India lags in biomass co-firing targets

This recalcitrance by power manufacturers has prompted the government to consider cutting coal supply to non-compliant plants

October 04, 2022 04:27 am | Updated 04:27 am IST - NEW DELHI

The Power Ministry wants to cut down on the use of fossil-based fuels like coal.

The Power Ministry wants to cut down on the use of fossil-based fuels like coal. | Photo Credit: AFP

India has been severely lagging in ensuring that at least 5% of coal used in thermal plants was mixed with biomass despite guidelines mandating them to do so. This recalcitrance by power manufacturers has prompted the Power Ministry to consider cutting coal supply to non-compliant plants, it emerged from the proceedings of an inter-ministerial meeting of the Environment, Agriculture and Power Ministries on Monday.

The Power Ministry in October 2021 had decreed that all thermal power plants ensure 5% compliance by October 2022. Biomass pellets have the same calorific value as coal and mixing them with coal saves consumption as well as reportedly cuts emissions.
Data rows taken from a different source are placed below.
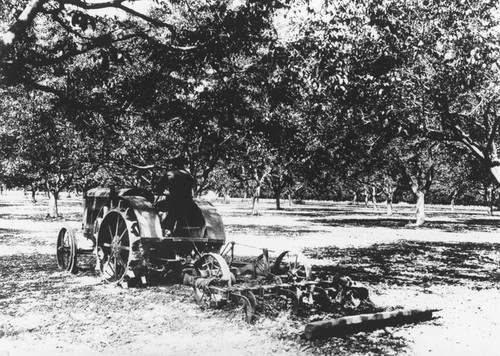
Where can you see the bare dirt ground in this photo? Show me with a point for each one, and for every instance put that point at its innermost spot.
(452, 264)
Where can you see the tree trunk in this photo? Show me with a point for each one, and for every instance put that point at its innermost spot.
(390, 197)
(53, 211)
(420, 208)
(453, 197)
(374, 198)
(278, 203)
(255, 201)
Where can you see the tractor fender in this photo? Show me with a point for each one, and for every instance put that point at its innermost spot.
(146, 214)
(214, 231)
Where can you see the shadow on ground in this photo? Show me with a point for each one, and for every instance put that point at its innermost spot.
(415, 263)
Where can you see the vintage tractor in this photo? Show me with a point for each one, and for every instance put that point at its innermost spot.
(125, 231)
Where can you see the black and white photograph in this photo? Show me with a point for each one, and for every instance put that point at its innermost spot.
(249, 177)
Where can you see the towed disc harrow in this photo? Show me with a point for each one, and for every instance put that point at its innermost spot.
(287, 281)
(126, 231)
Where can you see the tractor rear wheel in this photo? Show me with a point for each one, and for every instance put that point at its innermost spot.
(114, 245)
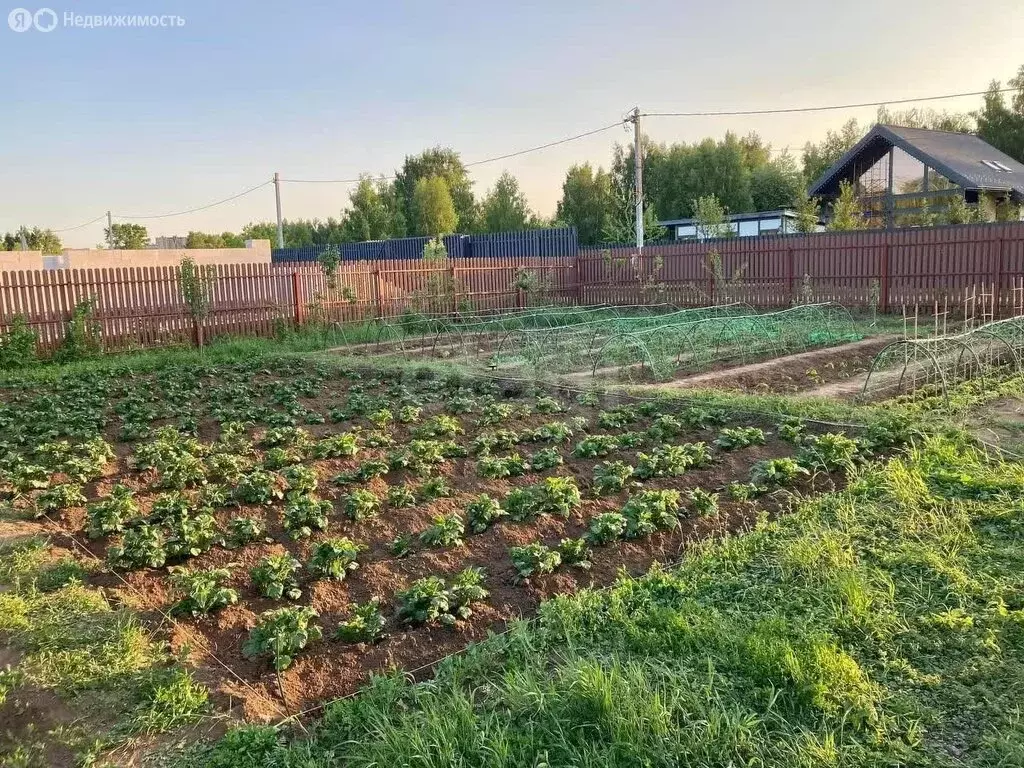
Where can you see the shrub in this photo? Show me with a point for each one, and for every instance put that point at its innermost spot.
(649, 511)
(365, 625)
(274, 577)
(193, 535)
(337, 446)
(361, 504)
(281, 635)
(305, 513)
(776, 472)
(829, 452)
(400, 496)
(60, 498)
(435, 487)
(465, 589)
(535, 559)
(606, 527)
(545, 459)
(17, 345)
(557, 496)
(444, 530)
(610, 477)
(495, 467)
(141, 547)
(597, 445)
(574, 552)
(705, 503)
(243, 530)
(335, 558)
(483, 512)
(204, 591)
(425, 600)
(109, 515)
(260, 486)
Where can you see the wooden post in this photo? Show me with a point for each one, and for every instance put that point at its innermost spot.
(297, 293)
(884, 280)
(378, 300)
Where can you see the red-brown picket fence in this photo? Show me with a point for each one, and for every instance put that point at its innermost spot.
(142, 306)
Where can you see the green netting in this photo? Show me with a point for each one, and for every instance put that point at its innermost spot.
(933, 366)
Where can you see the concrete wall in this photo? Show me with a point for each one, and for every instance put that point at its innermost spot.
(256, 252)
(12, 261)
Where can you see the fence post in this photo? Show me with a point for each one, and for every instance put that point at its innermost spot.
(453, 275)
(997, 275)
(378, 301)
(297, 293)
(884, 280)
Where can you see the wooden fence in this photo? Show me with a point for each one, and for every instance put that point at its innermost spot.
(142, 306)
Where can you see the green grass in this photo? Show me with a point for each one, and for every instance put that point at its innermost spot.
(880, 626)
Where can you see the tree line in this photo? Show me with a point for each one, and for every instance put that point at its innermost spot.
(432, 194)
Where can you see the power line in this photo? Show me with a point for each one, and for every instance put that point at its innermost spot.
(466, 165)
(827, 108)
(251, 189)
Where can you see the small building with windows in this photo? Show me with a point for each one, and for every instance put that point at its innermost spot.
(739, 224)
(908, 176)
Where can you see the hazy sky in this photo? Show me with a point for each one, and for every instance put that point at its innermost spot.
(143, 121)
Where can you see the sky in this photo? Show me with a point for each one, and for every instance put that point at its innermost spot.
(146, 121)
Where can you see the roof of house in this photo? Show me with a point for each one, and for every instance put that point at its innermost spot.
(962, 158)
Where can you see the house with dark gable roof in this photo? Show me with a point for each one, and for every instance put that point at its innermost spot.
(904, 175)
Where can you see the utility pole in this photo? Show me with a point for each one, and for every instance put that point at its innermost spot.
(281, 226)
(638, 176)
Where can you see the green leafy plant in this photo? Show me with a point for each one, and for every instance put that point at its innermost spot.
(606, 527)
(776, 472)
(535, 559)
(365, 624)
(649, 511)
(495, 467)
(546, 459)
(141, 547)
(109, 515)
(192, 535)
(576, 552)
(204, 591)
(611, 477)
(274, 577)
(399, 497)
(243, 530)
(304, 513)
(731, 439)
(282, 634)
(705, 503)
(361, 504)
(444, 530)
(335, 558)
(483, 512)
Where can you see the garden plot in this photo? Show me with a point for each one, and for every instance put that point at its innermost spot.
(307, 525)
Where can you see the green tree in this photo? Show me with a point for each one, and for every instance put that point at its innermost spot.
(776, 184)
(504, 208)
(1000, 124)
(36, 239)
(587, 202)
(808, 213)
(372, 213)
(126, 237)
(710, 215)
(846, 214)
(433, 209)
(441, 162)
(820, 157)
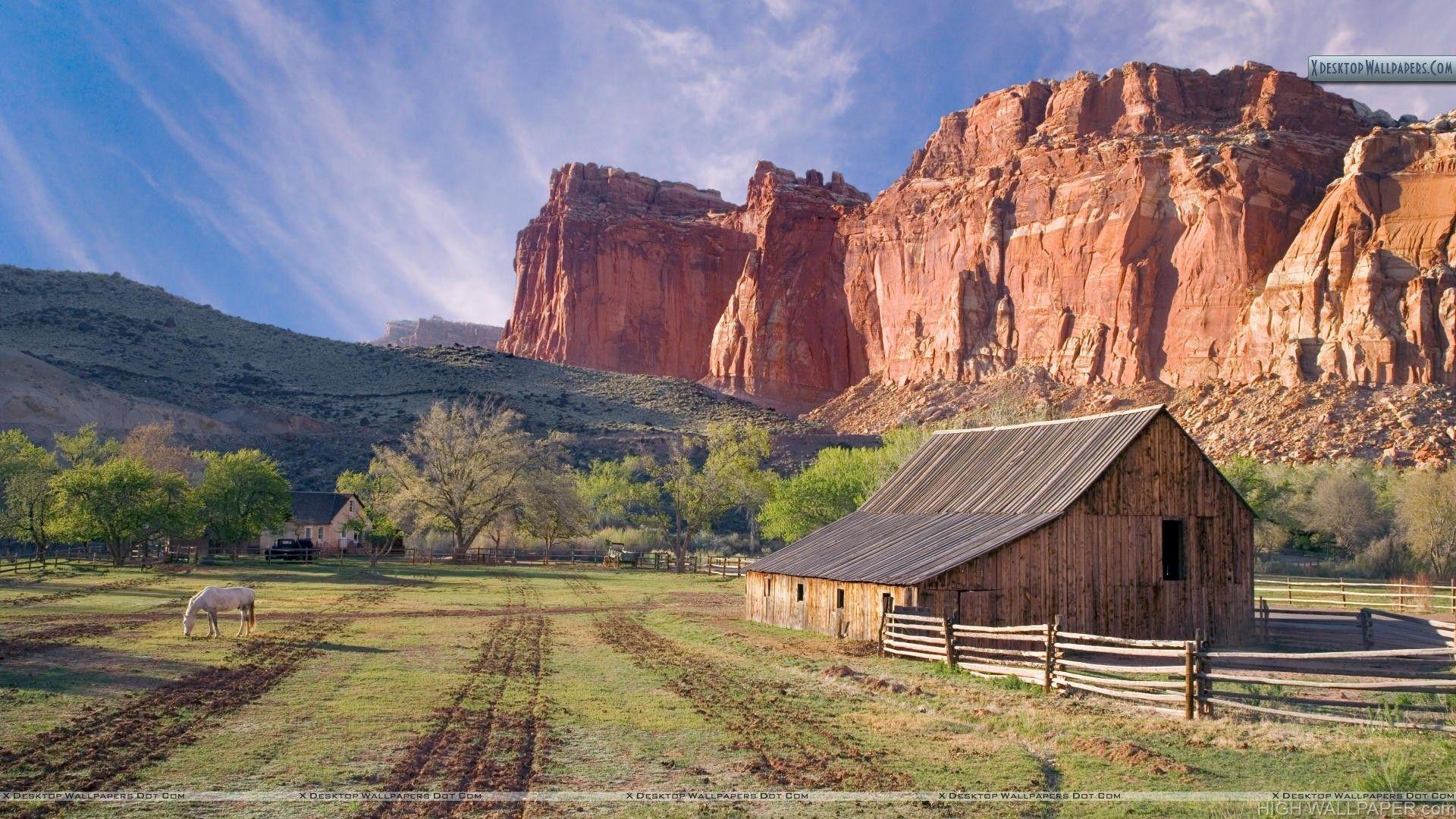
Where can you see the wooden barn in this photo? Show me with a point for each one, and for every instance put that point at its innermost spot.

The meeting to review progress of biomass co-firing in thermal power plants was held in New Delhi to prepare for the coming post-monsoon season that saw farm fires in north India and worsening air pollution. Biomass from stubble, which is often burned by farmers in open fields, can be used in coal plants to reduce pollution.

“It was also emphasised that the Power Ministry would consider reduction in coal supply for those thermal power plants that do not comply with the policy on biomass co-firing. Sufficient emphasis was given on the fact that the health and safety of the citizens was topmost priority and no one has the right to put innocent lives in danger,” said a government statement on the proceedings of the meeting.

The meeting was co-chaired by Environment Minister Bhupender Yadav and Power Minister R.K. Singh. It included senior officials from all Ministries and departments in charge of coordinating drives against air pollution.

In 2020-21, only eight power plants had co-fired biomass pellets, and this number had risen to 39 as of Monday. To put that number in perspective, India has around 180 thermal power plants. In the Delhi-NCR region, a hotbed of air pollution, 10 thermal power plants had started co-firing with biomass and coal. As of Monday, 83,066 tonnes of biomass have been co-fired in 39 thermal power plants across the country and has generated close to 55,390 MW of power.